Democracy at risk in Portugal

07 May 2015 | Uncategorized

We now count five years of austerity, which the Portuguese population had to survive. Today, we therefore live a violent social regression, the largest in the history of our young democracy: 28% of the population lives in poverty and 41% in severe material deprivation (source: INE); poverty risk rate for children under 18 years is 24,4% (UNICEF); 7% of children have permanent hunger (BACF). Rising unemployment contributes to the aggravation of the situation, with a real unemployment rate reaching 29%. Among youngsters is positioned at 35%. And we also have to count with the increase in long term unemployment (64% of total unemployed) and the huge increase of labor precariousness.
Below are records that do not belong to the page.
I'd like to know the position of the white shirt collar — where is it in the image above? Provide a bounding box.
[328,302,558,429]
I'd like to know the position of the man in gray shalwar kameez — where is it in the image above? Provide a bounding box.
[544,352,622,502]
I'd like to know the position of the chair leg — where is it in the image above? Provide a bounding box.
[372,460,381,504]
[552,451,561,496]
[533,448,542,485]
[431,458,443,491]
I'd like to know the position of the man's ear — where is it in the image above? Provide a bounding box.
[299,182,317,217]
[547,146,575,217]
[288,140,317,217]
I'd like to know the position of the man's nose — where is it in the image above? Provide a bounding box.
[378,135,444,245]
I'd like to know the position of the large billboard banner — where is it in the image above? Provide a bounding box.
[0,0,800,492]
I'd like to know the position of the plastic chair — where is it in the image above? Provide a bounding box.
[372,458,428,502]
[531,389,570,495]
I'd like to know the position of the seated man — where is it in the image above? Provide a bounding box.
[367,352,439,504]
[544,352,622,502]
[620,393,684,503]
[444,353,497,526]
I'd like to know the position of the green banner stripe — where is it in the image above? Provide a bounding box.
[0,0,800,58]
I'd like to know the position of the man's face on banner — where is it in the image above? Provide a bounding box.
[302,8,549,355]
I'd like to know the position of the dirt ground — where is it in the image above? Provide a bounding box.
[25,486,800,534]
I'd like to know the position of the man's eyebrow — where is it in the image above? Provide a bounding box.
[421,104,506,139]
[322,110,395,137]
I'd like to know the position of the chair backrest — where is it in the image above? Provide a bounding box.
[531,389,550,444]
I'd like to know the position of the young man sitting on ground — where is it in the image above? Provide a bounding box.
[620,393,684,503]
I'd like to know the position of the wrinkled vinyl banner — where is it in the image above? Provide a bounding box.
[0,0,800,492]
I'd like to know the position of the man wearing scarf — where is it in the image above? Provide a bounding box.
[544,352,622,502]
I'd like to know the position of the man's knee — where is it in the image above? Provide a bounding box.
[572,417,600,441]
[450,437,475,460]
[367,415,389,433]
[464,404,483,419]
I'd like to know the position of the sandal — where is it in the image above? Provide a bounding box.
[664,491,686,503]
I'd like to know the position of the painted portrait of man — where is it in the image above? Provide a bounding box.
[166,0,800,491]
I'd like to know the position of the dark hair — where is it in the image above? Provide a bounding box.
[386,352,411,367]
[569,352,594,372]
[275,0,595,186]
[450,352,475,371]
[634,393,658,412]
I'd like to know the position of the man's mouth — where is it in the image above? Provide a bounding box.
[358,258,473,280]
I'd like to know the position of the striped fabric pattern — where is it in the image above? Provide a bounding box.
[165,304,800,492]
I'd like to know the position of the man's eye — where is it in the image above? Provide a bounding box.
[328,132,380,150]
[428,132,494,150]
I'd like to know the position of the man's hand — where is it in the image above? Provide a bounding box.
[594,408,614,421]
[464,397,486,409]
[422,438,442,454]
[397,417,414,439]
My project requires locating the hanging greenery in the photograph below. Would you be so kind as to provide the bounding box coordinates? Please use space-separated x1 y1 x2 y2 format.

The general lack of prospects in the future feeling has dramatically increased emigration, which corresponds today to more than 20% of the resident Portuguese population. In the last years, the amount of new economic exiles has been even bigger than because of dictatorship’s escapes from colonial war, political police and poverty.

Nowadays people are struggling to find their family’s next meal, not being able to organize themselves in order to protest nor to create new solutions for their lives and for the country, even if they wanted to.
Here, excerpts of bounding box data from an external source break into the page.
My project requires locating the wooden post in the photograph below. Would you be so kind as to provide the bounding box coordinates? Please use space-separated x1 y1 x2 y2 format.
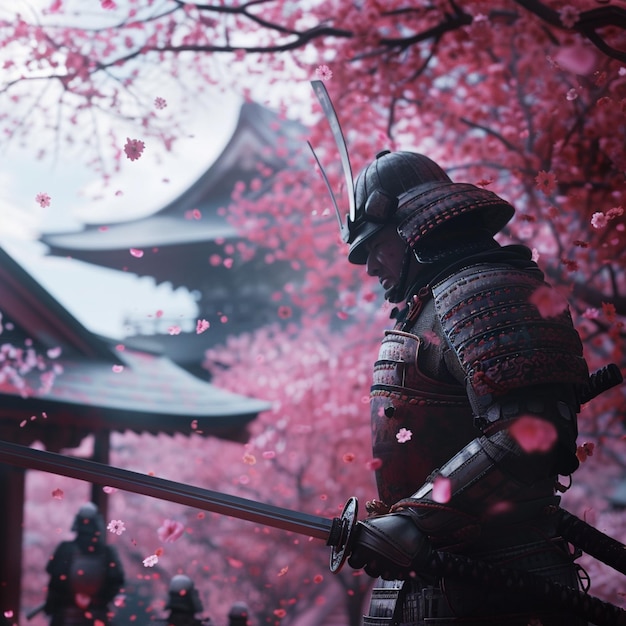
0 463 25 624
91 430 111 524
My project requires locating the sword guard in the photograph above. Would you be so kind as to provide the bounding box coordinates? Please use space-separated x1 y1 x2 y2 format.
326 496 359 574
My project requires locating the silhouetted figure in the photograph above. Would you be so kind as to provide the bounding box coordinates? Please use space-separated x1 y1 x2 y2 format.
228 602 250 626
165 574 211 626
44 502 124 626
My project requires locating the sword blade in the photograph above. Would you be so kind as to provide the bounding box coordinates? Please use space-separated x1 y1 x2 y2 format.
0 441 333 541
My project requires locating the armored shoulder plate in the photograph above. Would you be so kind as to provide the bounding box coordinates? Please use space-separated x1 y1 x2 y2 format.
433 264 588 396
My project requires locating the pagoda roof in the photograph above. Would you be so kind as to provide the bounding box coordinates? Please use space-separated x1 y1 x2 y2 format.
41 102 304 262
0 248 269 450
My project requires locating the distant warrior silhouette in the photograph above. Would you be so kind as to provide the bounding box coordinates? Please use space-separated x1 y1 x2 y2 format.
44 502 124 626
165 574 211 626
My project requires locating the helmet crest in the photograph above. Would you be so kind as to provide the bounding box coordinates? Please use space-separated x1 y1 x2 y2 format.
309 81 514 265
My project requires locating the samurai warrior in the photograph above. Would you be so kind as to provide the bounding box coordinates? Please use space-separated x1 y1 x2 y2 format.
338 151 589 626
44 502 124 626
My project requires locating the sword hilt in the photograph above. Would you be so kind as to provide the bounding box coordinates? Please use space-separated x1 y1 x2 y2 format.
326 496 359 574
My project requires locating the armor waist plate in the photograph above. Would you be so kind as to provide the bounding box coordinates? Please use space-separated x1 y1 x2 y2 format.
370 330 480 504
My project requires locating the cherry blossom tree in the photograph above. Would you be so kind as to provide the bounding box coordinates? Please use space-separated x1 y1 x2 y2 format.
8 0 626 624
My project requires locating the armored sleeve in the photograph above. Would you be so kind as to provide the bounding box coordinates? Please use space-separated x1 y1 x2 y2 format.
395 264 588 539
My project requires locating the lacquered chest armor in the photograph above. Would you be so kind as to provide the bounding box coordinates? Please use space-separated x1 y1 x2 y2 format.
370 322 479 505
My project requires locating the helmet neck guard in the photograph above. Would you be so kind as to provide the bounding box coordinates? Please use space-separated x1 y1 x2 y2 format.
348 151 514 268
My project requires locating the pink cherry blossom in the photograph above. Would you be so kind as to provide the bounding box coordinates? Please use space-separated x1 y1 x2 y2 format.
591 211 608 230
196 319 211 335
576 441 596 463
107 519 126 535
35 193 52 209
315 65 333 81
559 4 580 28
396 428 413 443
433 475 452 504
365 457 383 472
583 307 600 320
143 554 159 567
157 519 185 543
509 415 558 453
535 170 557 196
124 137 146 161
530 285 567 317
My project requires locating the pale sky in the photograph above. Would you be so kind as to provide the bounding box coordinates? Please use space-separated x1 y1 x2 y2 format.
0 86 240 338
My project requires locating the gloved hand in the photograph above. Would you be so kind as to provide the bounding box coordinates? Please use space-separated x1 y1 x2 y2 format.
348 513 432 580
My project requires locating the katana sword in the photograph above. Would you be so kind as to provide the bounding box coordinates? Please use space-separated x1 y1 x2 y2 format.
0 441 626 626
0 441 358 572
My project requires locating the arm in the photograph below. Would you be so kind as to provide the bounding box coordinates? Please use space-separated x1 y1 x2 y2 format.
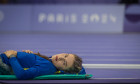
9 56 38 80
4 50 38 79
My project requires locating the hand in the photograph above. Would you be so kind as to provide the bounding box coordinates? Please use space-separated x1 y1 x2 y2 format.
4 50 17 58
22 50 33 53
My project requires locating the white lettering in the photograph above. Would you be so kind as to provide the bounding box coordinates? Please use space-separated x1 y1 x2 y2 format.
47 13 55 23
71 14 77 24
82 14 88 24
38 13 47 23
90 14 99 22
110 14 116 23
56 13 64 23
101 14 107 24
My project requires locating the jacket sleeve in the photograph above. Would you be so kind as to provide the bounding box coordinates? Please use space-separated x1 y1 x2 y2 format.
9 57 38 80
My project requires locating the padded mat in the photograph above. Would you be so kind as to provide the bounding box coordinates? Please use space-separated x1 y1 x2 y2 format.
0 74 92 80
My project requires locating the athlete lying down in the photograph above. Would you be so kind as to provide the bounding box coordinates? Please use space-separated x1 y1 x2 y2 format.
0 50 86 79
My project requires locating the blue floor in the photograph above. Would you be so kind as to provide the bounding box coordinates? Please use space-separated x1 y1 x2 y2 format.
0 33 140 81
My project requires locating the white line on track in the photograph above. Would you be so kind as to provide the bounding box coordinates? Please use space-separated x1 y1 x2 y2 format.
82 64 140 69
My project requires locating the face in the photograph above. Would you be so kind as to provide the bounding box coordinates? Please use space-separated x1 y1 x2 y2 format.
52 53 75 70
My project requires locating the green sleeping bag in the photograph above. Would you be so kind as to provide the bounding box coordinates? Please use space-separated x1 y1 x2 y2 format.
0 74 92 80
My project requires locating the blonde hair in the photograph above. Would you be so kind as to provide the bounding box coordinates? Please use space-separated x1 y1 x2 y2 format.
64 54 82 73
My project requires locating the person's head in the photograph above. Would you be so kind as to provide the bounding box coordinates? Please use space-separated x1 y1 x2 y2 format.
52 53 82 73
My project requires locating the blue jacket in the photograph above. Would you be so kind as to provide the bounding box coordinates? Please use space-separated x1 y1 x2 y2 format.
0 52 86 79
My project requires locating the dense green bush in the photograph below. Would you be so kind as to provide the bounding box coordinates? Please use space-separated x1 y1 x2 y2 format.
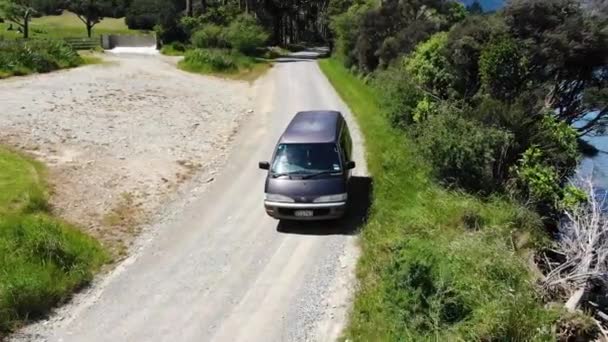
0 40 83 76
0 214 106 336
414 109 513 194
406 32 453 98
371 63 424 128
330 1 370 67
226 14 269 54
183 49 244 72
479 38 528 100
190 24 228 49
125 0 181 31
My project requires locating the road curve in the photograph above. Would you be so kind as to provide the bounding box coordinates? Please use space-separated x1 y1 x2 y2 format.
15 54 370 342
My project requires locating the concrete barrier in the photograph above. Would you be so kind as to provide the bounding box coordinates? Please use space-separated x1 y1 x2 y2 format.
101 34 157 50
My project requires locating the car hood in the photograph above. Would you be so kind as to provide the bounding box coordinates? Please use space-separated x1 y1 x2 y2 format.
266 177 346 202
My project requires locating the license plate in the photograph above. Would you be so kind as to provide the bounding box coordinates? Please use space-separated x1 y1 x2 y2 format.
293 210 314 217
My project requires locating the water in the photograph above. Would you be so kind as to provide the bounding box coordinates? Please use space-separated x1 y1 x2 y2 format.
578 112 608 189
579 135 608 189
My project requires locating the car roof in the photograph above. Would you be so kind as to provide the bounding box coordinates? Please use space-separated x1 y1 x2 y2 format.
279 111 343 144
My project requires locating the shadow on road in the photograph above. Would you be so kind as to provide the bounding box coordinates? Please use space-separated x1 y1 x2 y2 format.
274 47 329 63
277 176 373 235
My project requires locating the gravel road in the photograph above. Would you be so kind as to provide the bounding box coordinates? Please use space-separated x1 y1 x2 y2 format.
8 54 369 342
0 54 253 254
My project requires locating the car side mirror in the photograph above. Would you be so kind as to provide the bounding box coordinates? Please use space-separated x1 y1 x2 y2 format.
258 162 270 170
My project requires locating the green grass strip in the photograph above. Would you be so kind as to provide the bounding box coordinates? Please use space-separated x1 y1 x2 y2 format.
320 59 558 341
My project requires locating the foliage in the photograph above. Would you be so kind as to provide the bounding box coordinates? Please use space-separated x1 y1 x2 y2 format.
416 108 513 194
371 63 424 128
355 0 466 72
504 0 608 133
0 148 107 336
179 49 270 81
160 42 186 56
66 0 112 38
0 40 83 76
226 14 269 54
479 38 527 101
0 11 134 39
330 1 369 67
443 16 506 99
0 0 36 38
514 147 561 206
405 32 453 98
321 60 558 341
183 49 238 72
125 0 179 31
190 24 229 49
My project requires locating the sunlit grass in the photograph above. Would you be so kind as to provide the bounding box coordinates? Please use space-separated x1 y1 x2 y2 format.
0 11 138 38
320 59 558 341
0 146 108 339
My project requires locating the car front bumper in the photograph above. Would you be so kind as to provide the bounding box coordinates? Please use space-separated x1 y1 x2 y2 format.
264 201 346 221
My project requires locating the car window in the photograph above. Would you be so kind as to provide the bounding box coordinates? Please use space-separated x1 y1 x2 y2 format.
271 144 342 174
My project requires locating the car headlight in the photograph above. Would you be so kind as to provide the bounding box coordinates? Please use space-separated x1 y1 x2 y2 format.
266 194 295 202
313 193 348 203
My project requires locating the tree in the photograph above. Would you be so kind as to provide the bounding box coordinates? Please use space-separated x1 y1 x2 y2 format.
0 0 36 38
67 0 112 38
467 0 483 14
405 32 452 98
504 0 608 134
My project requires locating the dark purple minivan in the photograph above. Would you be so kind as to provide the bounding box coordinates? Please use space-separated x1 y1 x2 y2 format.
259 111 355 220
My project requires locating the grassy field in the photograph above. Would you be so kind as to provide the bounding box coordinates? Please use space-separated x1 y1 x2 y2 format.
0 11 139 38
0 147 107 334
320 59 560 341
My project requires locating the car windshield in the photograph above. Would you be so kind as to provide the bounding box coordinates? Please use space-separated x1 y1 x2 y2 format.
271 144 342 175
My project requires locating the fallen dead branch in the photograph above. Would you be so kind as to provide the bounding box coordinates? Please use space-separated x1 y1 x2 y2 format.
543 181 608 312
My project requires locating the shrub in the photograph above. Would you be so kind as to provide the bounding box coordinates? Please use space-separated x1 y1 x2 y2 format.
416 109 513 194
226 14 269 54
0 40 83 75
183 49 240 72
372 63 424 128
0 214 107 336
190 24 228 49
479 38 527 100
125 0 179 31
405 32 453 98
330 2 369 67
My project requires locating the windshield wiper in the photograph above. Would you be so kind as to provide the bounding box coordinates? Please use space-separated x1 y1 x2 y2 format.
302 170 340 179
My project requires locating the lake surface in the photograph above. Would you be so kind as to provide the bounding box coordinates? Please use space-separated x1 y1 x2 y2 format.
579 135 608 189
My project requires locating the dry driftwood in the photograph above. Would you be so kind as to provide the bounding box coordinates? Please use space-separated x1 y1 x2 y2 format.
544 180 608 311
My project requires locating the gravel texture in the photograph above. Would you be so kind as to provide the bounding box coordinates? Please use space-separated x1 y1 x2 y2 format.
7 50 369 342
0 55 252 251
Today the Portuguese democracy is at risk!

It is urgent to point new paths, seeking for a real democracy: there are also people willing to intervene in society, but do not know how to – because of the lack of resources, spaces, organizations or actions; there are new ways of communication and interaction (including digital), providing new forms of organization and social participation; we are watching and participating in the emergence of a new social development paradigm based on principles of sustainability, autonomy and self-organization. It’s vital to know them better, to study and analyze and disseminate them.
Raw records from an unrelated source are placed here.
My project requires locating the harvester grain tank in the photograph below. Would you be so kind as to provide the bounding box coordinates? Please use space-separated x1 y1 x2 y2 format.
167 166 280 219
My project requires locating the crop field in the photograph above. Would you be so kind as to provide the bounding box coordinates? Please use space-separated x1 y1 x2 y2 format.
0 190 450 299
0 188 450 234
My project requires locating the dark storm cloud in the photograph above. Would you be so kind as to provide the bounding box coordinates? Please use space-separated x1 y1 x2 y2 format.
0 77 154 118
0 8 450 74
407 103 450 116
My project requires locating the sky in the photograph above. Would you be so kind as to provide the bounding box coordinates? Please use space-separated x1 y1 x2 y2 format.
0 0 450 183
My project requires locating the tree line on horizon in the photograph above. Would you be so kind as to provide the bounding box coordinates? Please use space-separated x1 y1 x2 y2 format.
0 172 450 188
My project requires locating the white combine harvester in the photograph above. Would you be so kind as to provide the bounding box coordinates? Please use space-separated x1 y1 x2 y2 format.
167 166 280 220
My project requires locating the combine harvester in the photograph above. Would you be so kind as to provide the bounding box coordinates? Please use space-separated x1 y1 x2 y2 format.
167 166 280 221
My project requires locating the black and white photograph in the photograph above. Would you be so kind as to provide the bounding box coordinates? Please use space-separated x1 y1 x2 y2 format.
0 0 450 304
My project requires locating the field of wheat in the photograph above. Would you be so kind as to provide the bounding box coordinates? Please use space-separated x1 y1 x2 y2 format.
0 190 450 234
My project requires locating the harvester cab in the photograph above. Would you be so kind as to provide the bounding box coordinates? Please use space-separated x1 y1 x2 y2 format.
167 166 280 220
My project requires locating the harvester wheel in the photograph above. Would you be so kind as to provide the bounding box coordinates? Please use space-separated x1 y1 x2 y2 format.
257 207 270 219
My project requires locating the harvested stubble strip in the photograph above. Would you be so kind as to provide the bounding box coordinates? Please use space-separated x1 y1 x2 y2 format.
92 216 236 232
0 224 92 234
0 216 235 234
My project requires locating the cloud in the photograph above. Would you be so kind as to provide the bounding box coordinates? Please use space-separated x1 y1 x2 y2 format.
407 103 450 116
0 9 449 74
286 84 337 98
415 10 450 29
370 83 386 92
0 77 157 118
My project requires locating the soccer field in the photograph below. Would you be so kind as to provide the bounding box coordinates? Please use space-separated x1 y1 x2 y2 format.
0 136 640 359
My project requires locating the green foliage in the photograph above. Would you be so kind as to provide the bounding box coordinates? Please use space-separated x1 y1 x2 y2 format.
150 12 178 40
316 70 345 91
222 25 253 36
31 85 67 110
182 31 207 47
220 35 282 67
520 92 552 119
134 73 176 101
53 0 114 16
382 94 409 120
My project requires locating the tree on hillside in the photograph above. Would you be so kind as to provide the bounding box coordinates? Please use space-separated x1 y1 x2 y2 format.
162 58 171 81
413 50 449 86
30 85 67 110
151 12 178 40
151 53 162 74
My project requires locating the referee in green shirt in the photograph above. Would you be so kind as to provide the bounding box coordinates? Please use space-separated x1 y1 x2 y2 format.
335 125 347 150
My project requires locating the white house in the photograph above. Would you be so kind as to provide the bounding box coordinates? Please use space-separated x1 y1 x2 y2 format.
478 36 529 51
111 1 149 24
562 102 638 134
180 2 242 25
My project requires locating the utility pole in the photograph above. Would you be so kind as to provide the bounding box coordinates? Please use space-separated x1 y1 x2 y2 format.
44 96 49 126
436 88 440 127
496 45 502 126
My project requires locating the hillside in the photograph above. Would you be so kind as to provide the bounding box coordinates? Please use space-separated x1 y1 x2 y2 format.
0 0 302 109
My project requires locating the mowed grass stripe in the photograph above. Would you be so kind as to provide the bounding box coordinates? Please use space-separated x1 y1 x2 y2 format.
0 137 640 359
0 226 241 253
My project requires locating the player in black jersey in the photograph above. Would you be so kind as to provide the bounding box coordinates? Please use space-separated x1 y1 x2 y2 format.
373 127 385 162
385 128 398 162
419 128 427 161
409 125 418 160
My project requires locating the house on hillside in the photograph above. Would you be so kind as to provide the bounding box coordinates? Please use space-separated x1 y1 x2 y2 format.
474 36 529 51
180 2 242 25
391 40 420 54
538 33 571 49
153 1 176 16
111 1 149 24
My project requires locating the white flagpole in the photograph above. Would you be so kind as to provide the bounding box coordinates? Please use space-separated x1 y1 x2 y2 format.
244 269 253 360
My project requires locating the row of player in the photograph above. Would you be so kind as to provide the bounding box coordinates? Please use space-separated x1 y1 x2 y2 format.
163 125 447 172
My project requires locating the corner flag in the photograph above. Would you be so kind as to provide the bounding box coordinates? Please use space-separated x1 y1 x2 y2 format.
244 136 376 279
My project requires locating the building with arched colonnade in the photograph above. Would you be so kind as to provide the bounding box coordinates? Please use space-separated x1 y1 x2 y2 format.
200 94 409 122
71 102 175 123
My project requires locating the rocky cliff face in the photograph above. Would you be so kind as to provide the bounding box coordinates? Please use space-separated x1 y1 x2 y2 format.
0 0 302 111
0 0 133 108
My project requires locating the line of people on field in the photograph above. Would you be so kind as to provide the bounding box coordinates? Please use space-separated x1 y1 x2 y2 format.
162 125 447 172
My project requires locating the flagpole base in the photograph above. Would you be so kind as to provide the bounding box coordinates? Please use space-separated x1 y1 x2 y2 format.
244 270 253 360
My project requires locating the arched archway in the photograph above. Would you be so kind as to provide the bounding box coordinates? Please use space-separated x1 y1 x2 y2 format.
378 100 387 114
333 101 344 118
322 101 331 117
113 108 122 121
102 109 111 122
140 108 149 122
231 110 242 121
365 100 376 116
We seek new paths for participation and citizenship, facing and fighting government authoritarianism and financial totalitarianism. Active citizenship not only makes communities stronger, but also offers a critical look at the decisions taken by governments, either through questioning, whether through monitoring, putting the control of people’s futures back into the people’s hands.

The Citizenship Academy believes that civic engagement will multiply the answers for today’s problems, which respond to the real needs of citizens. With a more active presence of all of us in the public sphere, based on values ​​such as cooperation, solidarity, respect, justice, equality, we will be able to do more – and better – in the social field but also in the economic one.

To struggle against the lack of democracy, the Citizenship Academy fights back with more democracy!